# Using `redflag`

It's early days, but there are a few things you can do:

- Outlier detection
- Clipping detection
- Imbalance metrics (for labels and any other categorical variables)
- Distribution shape

In [None]:
import redflag as rf

rf.__version__

## Load some data

In [None]:
import pandas as pd

df = pd.read_csv('https://geocomp.s3.amazonaws.com/data/Panoma_training_data.csv')
df.head()

In [None]:
df.info()

## Outliers

Currently there is only one way to detect outliers, using the Z-score. The function transforms the features to Z-score and checks how many samples are more than 3 standard deviations away from the mean (ordinary outliers), and how many are more than 4.89 standard deviations away (extreme outliers). The ratio of actual:expected samples is returned, along with the indices of those samples.

In [None]:
rf.has_outliers(df['PHIND'])

In [None]:
import seaborn as sns

sns.displot(df['PHIND'])

## Clipping

If a feature has been clipped, it will have multiple instances at its min and/or max value. There are legitimate reasons why this might happen, for example the feature may be naturally bounded (e.g. porosity is always greater than 0), or the feature may have been deliberately clipped as part of the data preparation process.

In [None]:
rf.is_clipped(df['GR'])

In [None]:
import seaborn as sns

sns.displot(df['GR'])

## Imbalance metrics

For binary targets, the metric is imbalace ratio (ratio between majority and minority class).

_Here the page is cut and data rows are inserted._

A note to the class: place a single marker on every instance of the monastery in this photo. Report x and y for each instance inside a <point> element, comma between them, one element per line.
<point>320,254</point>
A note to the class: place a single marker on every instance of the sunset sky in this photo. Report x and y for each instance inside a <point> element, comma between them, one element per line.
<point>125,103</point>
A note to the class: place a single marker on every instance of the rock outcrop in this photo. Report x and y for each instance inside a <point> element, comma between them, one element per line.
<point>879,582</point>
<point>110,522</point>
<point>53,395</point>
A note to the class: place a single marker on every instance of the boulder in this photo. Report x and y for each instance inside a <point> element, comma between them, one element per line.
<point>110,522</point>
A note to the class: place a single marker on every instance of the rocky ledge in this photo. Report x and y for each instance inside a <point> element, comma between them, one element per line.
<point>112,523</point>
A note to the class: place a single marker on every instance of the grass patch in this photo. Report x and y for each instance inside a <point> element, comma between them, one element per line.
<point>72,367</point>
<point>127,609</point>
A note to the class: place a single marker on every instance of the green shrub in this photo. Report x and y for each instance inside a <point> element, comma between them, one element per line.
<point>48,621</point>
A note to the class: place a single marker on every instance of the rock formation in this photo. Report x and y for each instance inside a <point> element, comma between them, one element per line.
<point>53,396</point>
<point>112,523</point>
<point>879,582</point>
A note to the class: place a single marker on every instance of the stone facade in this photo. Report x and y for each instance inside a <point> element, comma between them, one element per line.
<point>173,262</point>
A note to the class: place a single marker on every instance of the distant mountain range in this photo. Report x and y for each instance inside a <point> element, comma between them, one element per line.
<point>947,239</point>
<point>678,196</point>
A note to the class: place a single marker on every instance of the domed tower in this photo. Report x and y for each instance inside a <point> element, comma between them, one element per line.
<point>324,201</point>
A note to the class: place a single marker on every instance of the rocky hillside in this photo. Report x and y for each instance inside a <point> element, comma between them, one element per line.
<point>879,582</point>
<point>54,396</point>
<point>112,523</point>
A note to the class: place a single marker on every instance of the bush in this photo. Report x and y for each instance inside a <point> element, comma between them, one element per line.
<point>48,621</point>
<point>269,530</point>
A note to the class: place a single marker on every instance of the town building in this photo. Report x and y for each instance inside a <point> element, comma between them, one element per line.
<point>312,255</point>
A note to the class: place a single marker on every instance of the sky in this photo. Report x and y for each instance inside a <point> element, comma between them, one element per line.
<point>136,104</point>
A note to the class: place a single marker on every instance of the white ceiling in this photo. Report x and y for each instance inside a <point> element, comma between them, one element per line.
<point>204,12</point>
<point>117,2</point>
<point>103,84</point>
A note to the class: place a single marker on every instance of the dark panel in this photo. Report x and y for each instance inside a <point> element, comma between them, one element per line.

For multiclass targets, the metric is imbalance degree, a single-value measure that explains (a) how many minority classes there are and (b) how skewed the supports are.

In [None]:
rf.class_imbalance(df['Lithology'])

In [None]:
rf.minority_classes(df['Lithology'])

## Distribution shape

Tries to guess the shape of the distribution from the following set from `scipy.stats`:

- `'norm'`
- `'cosine'`
- `'expon'`
- `'exponpow'`
- `'gamma'`
- `'gumbel_l'`
- `'gumbel_r'`
- `'powerlaw'`
- `'triang'`
- `'trapz'`
- `'uniform'`

The name is returned, along with the shape parameters (if any), location and scale.

In [None]:
rf.best_distribution(df['PHIND'])

In [None]:
sns.displot(df['PHIND'])

## Self-correlation

If a feature is correlated to lagged (shifted) versions of itself, then the dataset may be ordered by that feature, or the records may not be independent. If several features are correlated to themselves, then the data instances may not be independent.

In [None]:
rf.is_correlated(df['GR'])

Shuffling the data removes the correlation, but does not mean the records are independent.

In [None]:
import numpy as np

gr = df['GR'].to_numpy(copy=True)
np.random.shuffle(gr)
rf.is_correlated(gr)